結果オーライじゃ済まされなかったと、今になってオルベリオンの気持ちが痛いほどわかってしまった。

「私の独断で彼を殺してしまったことには、いくらでも謝罪します。……あの王の意思を汲んでやりたかった」
「俺とユリアに嘘をついたのは?」
「それも、同じく」
「一人で全部背負ったまま、……死のうとしたことは?こっちは一生のトラウマになるところでしたが?」
「シオウ」
「怒ってますよ……ひとりで犠牲になろうなんて…怒らないわけがない」

いくら背中と頭を撫でられて優しくポンポンされたって許さないし、誤魔化されない。
分かってるよ、ものすごいワガママ言ってる自覚もある。だけど理屈じゃないんだ、こっちは。
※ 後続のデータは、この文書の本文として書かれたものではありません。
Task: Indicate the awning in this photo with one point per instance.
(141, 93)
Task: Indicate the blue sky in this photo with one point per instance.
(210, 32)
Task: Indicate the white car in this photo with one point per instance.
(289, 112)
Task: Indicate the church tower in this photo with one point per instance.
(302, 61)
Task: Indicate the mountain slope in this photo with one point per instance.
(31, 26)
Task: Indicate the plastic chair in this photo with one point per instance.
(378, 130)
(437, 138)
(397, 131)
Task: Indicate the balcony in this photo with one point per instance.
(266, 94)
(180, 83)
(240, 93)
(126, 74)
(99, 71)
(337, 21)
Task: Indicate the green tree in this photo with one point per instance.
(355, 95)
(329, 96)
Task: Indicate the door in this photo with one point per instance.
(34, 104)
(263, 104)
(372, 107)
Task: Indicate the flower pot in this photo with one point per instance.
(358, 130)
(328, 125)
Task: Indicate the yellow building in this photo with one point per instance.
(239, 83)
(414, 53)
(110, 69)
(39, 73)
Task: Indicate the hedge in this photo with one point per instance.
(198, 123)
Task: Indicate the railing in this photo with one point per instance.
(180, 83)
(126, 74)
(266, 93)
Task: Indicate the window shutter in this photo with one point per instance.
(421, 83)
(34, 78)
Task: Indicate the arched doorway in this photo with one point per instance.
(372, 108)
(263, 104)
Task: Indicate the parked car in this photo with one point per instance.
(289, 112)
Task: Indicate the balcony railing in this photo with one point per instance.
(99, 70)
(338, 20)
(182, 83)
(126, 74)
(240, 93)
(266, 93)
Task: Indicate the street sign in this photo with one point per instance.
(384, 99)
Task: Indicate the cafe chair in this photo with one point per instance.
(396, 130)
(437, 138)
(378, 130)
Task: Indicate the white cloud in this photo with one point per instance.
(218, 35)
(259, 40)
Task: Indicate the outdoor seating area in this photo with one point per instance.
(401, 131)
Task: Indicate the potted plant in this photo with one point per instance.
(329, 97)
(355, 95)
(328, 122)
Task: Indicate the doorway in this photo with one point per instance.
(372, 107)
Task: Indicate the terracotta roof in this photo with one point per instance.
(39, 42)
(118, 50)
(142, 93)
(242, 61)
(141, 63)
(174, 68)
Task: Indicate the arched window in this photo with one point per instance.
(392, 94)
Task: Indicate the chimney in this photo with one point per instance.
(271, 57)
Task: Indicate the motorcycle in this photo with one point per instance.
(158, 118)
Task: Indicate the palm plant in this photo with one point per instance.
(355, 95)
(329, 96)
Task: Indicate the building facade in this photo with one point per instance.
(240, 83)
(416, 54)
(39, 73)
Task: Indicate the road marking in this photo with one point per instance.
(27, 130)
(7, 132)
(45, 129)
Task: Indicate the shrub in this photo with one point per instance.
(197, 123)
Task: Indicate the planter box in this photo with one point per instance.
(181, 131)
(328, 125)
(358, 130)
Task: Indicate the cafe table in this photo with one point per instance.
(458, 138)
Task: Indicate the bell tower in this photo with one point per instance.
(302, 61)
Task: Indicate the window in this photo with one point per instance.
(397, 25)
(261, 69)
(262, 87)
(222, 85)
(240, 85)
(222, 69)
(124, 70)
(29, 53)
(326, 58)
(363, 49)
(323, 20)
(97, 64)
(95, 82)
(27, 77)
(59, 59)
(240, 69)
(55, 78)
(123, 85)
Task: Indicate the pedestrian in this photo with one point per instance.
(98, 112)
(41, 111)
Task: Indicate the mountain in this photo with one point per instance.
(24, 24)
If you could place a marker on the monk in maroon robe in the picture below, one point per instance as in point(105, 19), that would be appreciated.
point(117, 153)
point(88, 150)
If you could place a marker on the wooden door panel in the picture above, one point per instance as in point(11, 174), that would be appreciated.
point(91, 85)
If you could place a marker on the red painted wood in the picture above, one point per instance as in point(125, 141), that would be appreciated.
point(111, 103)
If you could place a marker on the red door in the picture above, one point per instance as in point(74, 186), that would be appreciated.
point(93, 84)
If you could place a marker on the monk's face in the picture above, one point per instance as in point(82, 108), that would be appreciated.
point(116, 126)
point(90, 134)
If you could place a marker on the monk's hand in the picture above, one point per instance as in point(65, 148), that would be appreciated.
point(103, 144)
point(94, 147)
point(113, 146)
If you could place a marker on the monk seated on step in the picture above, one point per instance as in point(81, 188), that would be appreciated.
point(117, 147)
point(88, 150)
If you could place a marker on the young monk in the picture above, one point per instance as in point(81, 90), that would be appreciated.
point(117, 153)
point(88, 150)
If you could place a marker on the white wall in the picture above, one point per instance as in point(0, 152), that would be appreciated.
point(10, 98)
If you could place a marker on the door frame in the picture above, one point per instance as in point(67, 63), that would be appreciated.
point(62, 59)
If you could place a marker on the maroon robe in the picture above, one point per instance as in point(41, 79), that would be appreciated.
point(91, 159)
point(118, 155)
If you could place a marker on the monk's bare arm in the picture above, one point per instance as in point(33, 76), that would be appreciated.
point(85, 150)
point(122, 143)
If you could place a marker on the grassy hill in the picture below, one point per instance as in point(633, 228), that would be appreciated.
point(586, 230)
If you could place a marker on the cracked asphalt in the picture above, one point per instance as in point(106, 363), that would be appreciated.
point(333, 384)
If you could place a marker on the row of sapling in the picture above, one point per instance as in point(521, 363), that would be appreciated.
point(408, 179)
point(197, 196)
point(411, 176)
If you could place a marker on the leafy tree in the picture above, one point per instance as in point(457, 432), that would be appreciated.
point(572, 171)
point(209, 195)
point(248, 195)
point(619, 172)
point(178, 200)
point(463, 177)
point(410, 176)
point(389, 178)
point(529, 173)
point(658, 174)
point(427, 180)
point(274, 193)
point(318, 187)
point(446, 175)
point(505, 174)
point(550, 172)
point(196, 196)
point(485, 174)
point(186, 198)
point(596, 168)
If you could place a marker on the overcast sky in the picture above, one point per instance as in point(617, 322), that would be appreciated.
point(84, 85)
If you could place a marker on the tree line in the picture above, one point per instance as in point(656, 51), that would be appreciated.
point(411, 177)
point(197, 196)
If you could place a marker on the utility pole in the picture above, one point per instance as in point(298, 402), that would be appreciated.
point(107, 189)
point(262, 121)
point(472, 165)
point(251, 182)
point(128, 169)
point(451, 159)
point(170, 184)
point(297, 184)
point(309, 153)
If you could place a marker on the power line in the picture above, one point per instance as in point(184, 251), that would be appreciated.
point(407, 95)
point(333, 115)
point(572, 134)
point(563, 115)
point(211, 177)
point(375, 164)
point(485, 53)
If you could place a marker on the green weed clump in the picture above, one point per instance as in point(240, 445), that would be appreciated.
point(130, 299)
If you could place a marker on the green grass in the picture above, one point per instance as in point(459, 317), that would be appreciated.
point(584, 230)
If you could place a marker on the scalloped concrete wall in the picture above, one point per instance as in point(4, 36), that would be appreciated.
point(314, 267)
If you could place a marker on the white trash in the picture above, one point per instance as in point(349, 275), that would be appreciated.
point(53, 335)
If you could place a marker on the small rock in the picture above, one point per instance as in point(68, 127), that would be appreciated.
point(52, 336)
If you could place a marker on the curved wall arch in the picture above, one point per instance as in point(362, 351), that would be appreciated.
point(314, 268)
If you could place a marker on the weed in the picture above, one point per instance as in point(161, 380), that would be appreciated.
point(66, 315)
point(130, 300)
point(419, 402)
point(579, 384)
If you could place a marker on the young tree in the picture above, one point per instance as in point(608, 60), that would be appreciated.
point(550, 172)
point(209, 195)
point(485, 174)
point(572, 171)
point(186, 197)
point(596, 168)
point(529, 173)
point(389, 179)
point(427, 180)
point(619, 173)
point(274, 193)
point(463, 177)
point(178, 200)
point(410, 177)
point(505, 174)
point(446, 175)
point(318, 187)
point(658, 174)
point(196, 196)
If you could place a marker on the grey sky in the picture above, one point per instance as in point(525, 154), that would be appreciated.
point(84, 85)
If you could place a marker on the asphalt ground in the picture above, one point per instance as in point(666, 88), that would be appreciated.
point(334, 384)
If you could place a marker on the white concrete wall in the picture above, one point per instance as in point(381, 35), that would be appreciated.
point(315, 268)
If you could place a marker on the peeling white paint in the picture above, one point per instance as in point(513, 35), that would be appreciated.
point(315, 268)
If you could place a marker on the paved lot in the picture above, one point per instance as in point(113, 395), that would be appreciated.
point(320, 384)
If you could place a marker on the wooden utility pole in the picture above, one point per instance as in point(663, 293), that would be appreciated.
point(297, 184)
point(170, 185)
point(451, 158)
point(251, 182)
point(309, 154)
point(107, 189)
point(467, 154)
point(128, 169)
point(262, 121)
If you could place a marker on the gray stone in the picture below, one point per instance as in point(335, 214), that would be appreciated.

(俺は、ゼアロンさんに会えるんなら、もっと重罪を犯したって構わなかった)

さすがに人を傷つけるのは無理だけど、それくらい会いたかった。
死の森で呪いの事を知った時は、絶対にゼアロンさんを助けなきゃと必死だった。

………そうだよ、理屈じゃない。


(これが、どんな覚悟と気持ちかってくらい… 俺自身が知ってる)

気付くのが少し遅かっただけ。
のそっと起き上がり、俺はゼアロルドの顔をはっきりと見つめて言う。



「聞いてください。ゼアロンさん、おれは…、貴方が好きです、大好きですっ…、なので…俺と…、つ、付き合ってください!」


ゼアロルドが好きだ。
この気持ちを受け入れて認めた瞬間、すっごく腑に落ちた。

俺の気持ちや告白を受け入れてもらえなくたっていい。
だけど俺から言わなきゃ、ゼアロンさんは一生……俺には言ってくれないと思うから。

ドクドクと激しく脈を打つ心臓の音。
じわぁっと上がる体温と、あまりの緊張にゴクリと喉を鳴らす。




「シオウ」
「………は、はい」



「すまない、XXX、XXx?」





――――――――――なんて???





なんということか


ずっとエルナ語の通訳していたのは、ユリアではなく

あの王龍と共に還った、歌う精霊さんだった。